Je suis avec vous

« Je suis avec vous mais pour peu de temps »

 Un jour de catéchèse proche de la Toussaint,  je faisais remarquer aux jeunes les célébrations  distinctes du 1eret du 2 novembre.

Elise éclata en sanglots.

Son chagrin était profond, et, quand elle put s’en expliquer, elle dit simplement «  Oui, mais on ne les voit plus ! »  [ ceux qu’on a aimés]

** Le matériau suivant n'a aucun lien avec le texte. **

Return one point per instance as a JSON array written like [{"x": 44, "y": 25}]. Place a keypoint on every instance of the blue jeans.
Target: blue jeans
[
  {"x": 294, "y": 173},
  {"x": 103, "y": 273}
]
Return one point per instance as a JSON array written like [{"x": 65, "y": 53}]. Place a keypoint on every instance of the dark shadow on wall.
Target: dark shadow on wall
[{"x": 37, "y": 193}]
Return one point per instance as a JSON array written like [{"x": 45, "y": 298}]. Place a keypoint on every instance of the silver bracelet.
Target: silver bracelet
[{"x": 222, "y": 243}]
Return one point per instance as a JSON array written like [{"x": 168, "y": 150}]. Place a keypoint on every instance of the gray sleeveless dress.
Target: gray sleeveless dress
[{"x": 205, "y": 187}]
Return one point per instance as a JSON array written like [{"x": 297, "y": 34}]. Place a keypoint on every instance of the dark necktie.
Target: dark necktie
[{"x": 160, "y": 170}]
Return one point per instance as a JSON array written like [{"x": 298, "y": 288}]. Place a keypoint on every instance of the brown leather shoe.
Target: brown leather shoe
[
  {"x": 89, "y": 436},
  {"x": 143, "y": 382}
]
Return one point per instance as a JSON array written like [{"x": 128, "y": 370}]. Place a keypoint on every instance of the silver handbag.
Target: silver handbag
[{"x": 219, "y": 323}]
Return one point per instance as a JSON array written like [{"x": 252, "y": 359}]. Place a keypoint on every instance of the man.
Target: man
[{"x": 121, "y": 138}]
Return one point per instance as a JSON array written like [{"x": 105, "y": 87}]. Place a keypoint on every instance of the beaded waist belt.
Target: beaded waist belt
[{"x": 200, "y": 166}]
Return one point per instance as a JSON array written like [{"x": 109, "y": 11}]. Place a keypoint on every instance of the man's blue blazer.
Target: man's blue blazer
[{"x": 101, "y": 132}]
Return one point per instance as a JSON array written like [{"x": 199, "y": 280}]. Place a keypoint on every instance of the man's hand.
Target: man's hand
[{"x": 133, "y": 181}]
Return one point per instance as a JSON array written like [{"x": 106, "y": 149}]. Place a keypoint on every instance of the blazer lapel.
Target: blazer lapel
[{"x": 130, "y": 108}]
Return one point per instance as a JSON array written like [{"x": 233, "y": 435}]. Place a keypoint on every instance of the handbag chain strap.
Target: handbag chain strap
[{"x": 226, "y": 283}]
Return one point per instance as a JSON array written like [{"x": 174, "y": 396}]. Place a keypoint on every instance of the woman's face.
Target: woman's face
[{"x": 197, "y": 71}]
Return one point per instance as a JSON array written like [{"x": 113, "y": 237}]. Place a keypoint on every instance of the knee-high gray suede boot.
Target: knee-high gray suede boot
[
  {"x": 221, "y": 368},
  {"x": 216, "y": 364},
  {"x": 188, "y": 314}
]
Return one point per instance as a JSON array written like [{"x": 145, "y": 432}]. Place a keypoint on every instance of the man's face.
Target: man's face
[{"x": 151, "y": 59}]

Le temps de l’absence lui paraissait – à juste titre – objet d’une vive douleur …

Cette douleur … qui ne l’a pas ressentie  lors la perte d’un être tendrement aimé ?

Et quand Jésus dit à ses apôtres «  Je suis avec vous, mais pour peu de temps », il signifie son départ proche.

Il prépare, avec une infinie délicatesse, des amis avec qui il a tout partagé pendant 3 ans.

Il sait combien ils vont se sentir orphelins, quelle déroute sera la leur dans le temps non quantifiable qui précédera  l’effusion de l’Esprit.

L’absence est toujours un temps difficile : c’est  le temps des questionnements et des incertitudes.

 

Je vous donne un commandement nouveau

Cette poignée d’hommes va inaugurer le temps de l’absence et le temps de l’absence va devenir le temps de l’Eglise.

Mais c’est l’Esprit qui fonde la communauté ecclésiale.Car Jésus n’a laissé :

– aucune directive sauf un commandement nouveau « Aimez-vous les uns les autres ».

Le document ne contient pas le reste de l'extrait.